I am developing the concept now. The thesis touches on sovereignty as state capacity to produce  public information, but the concept itself needs elaboration. In Latin America, with our histories  of state-building and national development, the public character of official information carries a  different weight than in many European debates, which often emphasize limiting state power in  the name of civil liberties. My starting point is people’s sovereignty. Citizens are squeezed between  governmental power and market power. Statistical information should be a right, high-quality,  reliable public information about the economy, society, and the impacts of platforms on work and  life, so that people can understand and govern their collective existence. If we lose a trusted public  provider, or if access becomes priced, fragmented, or corporately captured, people’s sovereignty is  diminished. Statistical sovereignty, understood as a right to public knowledge about our collective  life, is a necessary strand within broader digital sovereignty. 

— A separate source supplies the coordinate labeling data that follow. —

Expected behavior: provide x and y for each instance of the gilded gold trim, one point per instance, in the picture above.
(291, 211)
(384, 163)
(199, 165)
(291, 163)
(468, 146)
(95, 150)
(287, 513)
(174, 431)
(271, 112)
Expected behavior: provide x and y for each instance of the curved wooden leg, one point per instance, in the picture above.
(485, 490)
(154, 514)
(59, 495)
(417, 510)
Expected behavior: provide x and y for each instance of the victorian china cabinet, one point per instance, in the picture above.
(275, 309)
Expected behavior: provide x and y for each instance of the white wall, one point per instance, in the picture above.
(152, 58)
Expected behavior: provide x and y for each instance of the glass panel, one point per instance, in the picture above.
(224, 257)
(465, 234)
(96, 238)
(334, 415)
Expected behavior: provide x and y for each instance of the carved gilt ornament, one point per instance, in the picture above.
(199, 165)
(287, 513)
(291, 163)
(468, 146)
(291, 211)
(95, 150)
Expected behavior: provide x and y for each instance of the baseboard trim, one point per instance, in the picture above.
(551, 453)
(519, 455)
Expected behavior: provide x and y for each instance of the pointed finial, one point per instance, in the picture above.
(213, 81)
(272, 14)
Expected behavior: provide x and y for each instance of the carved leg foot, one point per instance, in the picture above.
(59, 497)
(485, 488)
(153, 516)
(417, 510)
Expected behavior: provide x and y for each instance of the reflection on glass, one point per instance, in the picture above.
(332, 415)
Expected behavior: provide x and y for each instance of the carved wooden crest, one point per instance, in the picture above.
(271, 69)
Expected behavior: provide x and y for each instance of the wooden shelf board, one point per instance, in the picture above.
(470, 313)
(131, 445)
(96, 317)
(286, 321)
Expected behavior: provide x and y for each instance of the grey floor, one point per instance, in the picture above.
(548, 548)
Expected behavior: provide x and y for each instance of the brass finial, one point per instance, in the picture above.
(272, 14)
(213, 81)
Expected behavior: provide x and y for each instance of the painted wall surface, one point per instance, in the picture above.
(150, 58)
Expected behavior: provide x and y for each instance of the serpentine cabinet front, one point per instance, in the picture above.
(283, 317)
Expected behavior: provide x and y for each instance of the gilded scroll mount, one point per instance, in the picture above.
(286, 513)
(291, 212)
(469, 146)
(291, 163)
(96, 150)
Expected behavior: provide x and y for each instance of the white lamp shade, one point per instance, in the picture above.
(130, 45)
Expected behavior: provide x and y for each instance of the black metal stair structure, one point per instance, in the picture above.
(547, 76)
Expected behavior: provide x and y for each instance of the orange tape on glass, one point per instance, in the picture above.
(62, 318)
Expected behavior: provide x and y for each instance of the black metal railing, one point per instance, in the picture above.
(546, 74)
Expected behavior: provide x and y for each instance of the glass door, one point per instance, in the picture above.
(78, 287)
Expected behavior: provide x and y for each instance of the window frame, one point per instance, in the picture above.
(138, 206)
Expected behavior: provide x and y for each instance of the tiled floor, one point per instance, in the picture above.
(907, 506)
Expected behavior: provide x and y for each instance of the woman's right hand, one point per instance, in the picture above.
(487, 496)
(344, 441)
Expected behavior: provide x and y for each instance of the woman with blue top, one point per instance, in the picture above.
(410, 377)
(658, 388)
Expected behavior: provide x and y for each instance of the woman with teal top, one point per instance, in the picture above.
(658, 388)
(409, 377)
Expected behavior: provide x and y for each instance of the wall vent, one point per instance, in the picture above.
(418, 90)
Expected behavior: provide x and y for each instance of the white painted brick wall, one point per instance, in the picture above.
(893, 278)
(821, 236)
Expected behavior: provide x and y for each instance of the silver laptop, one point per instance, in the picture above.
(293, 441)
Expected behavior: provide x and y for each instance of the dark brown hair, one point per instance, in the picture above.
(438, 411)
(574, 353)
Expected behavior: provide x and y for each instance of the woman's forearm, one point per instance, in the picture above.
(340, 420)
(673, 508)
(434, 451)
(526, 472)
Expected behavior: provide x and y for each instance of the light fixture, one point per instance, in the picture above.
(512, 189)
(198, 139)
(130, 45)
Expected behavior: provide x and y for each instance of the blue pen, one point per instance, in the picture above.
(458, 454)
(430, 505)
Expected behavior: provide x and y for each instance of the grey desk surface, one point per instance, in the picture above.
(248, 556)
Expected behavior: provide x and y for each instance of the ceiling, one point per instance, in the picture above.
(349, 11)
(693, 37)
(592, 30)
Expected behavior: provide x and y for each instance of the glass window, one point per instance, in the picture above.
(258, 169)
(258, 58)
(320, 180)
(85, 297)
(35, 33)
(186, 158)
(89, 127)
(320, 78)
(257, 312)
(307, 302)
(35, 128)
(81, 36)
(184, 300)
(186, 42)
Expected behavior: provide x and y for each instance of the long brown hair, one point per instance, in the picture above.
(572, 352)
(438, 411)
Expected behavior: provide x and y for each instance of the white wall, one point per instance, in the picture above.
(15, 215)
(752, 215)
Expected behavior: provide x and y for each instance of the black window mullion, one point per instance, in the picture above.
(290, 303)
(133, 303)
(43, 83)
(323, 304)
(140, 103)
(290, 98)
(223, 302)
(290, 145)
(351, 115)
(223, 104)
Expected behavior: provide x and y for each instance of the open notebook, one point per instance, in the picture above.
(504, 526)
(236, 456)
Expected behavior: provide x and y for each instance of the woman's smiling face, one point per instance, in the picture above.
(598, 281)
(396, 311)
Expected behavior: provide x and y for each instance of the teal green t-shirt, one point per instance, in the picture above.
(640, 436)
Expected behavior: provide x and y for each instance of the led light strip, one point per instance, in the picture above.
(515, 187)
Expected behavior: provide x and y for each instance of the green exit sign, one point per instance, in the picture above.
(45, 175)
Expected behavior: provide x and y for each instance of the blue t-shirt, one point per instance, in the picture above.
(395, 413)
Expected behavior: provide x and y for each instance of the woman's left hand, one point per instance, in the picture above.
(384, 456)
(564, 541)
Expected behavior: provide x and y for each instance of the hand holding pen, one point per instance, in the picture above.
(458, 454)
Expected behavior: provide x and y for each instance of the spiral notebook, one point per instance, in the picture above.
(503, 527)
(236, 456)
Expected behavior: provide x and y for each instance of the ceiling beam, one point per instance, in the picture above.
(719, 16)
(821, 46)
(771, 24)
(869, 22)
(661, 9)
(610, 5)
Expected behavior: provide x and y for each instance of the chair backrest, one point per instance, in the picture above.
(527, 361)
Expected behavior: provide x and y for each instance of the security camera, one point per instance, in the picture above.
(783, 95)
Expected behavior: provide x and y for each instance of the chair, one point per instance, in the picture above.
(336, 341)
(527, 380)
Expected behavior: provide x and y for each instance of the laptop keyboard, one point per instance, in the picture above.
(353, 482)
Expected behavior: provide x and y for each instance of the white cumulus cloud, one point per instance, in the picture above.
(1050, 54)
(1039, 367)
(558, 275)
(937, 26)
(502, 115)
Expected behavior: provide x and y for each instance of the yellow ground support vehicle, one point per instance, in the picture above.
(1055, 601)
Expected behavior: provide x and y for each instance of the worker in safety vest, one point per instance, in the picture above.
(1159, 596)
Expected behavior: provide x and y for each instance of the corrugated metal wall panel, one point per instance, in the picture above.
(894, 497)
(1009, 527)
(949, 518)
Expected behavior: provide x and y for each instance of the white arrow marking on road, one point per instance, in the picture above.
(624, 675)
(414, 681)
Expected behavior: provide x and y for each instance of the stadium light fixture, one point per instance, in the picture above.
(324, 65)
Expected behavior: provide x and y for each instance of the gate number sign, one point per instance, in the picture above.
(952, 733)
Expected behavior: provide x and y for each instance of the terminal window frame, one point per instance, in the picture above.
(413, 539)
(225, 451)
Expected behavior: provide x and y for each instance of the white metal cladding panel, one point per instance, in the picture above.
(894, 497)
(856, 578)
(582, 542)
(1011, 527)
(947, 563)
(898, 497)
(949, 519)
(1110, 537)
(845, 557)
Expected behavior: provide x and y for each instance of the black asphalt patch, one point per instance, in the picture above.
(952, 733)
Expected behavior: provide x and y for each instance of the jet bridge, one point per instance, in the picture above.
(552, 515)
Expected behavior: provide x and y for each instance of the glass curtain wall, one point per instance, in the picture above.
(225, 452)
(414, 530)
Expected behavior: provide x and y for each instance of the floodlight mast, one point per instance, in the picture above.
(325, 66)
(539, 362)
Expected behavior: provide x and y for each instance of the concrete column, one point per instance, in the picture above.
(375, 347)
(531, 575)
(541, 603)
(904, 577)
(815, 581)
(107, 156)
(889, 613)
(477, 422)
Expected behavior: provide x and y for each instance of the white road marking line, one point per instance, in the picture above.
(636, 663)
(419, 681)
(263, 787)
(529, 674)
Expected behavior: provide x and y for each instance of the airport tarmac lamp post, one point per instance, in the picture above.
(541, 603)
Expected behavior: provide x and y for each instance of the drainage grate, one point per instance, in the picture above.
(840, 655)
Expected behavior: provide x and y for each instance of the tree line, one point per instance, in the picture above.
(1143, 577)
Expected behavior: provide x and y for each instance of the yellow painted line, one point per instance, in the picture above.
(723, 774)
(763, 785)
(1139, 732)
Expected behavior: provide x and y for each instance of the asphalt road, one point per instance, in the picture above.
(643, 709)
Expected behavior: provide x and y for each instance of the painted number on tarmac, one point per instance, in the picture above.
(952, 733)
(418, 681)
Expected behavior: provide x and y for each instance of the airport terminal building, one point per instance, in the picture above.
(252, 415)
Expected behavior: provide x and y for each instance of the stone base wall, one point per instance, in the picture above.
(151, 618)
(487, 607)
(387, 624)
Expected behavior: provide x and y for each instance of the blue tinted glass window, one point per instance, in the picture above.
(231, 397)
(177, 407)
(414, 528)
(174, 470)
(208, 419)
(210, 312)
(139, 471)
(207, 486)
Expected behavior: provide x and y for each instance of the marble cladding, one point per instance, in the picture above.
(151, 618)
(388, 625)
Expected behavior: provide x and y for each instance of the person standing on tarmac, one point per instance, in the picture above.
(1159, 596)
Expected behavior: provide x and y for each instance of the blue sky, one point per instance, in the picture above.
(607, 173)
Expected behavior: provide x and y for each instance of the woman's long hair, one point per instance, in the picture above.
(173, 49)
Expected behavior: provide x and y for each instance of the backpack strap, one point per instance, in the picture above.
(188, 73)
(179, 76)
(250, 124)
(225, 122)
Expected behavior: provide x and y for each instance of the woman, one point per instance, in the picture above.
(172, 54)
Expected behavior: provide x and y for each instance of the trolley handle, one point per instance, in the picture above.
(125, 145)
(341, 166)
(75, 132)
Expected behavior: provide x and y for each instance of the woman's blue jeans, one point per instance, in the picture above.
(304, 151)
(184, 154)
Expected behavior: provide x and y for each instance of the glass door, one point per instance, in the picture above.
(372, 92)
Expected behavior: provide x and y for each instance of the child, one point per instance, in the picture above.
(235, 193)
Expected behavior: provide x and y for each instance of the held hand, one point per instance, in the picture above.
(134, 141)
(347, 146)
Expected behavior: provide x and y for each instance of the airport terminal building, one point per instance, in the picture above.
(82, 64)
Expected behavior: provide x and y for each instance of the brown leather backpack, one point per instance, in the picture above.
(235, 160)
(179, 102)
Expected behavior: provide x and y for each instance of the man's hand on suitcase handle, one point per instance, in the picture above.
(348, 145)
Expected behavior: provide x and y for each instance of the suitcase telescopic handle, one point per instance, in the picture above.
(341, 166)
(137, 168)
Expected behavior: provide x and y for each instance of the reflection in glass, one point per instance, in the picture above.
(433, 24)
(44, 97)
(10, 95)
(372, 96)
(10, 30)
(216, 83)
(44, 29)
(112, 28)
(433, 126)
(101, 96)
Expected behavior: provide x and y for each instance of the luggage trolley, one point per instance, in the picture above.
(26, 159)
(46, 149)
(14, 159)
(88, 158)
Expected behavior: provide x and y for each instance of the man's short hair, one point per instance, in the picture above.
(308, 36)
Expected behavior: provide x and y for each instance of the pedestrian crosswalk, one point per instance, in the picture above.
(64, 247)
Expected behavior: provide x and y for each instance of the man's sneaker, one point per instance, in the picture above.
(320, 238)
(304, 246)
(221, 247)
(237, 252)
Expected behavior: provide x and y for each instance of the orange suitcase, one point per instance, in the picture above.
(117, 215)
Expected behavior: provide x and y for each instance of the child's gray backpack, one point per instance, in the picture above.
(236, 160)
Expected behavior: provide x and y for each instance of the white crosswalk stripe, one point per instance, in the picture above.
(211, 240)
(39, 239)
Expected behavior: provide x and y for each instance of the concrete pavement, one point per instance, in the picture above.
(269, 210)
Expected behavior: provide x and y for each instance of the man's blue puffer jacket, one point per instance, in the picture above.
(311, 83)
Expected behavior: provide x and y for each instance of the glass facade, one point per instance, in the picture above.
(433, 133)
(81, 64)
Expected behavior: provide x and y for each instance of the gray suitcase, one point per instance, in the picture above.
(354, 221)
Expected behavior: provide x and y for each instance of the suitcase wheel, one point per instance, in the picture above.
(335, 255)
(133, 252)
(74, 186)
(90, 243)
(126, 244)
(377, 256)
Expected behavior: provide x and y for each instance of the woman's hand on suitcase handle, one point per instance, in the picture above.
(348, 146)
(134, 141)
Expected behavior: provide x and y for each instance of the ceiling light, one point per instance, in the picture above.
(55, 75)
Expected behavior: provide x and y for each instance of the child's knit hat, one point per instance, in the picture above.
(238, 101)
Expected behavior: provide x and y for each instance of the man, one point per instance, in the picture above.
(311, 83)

Now, the debate on digital sovereignty has become much more concrete. It is clearer where  corporations stand, that they align with the USA government that can use this data infrastructure  as a tool of power. You can close the server, and you don’t have access to your data anymore. This  is a huge thing. With Trump’s government, it became crucial that governments build their own digital infrastructure. 
But for instance, what we are seeing in Brazil is the whole speech of sovereignty from the  government which is being captured by the corporations again. We have a project of “sovereignty  cloud” with SERPRO, the national server of technology. It is a federate cloud, very similar to the  project of the UN, aggregating providers such as AWS, Azure, and Google, Huawei. The new  president of IBGE is signing a contract to move large datasets, census microdata, survey files,  economic statistics, from secure in-house data centers into this “sovereignty cloud”. If public data  is migrated into big tech infrastructures under a sovereignty label, we should acknowledge the  contradiction and debate it. 
So when we say digital sovereignty, what do we mean? Keeping data within a certain territory?  Legal guarantees of safety and access? Public infrastructures? Trustworthy use of international  infrastructure under strong regulation? The answers vary and must be clarified, otherwise  sovereignty becomes a slogan that anyone can appropriate. 
In Europe we tried something similar to a sovereign could with Gaia-x, which was quite a failure. Finally, what do  you think are practical steps a country can take in the next five years? 
We have already missed opportunities. In Brazil, public universities had their own data centers and  moved rapidly to corporate clouds, accelerated by the pandemic, without a coordinated public  strategy. It solved short-term constraints but created long-term dependency. You had an  opportunity to build a network of public services, but you need incentives. If you leave the decision  to a single IT responsible for a university, it is easier to go to Google.  
That is also because platforms thrive by offering easy solutions where capitalism has already created structural  problems and a lack of resources.  
Yes, and in this case, we have lost opportunities. Now it is also happening in health. We should  have a public policy that at least understands the strategic statecraft areas that are important to  protect: defense, official statistics, health, education. I think that is why I decided not to receive the  AoIR prize: the goal of big tech is to anticipate critical thinking, and we need to work to avoid that.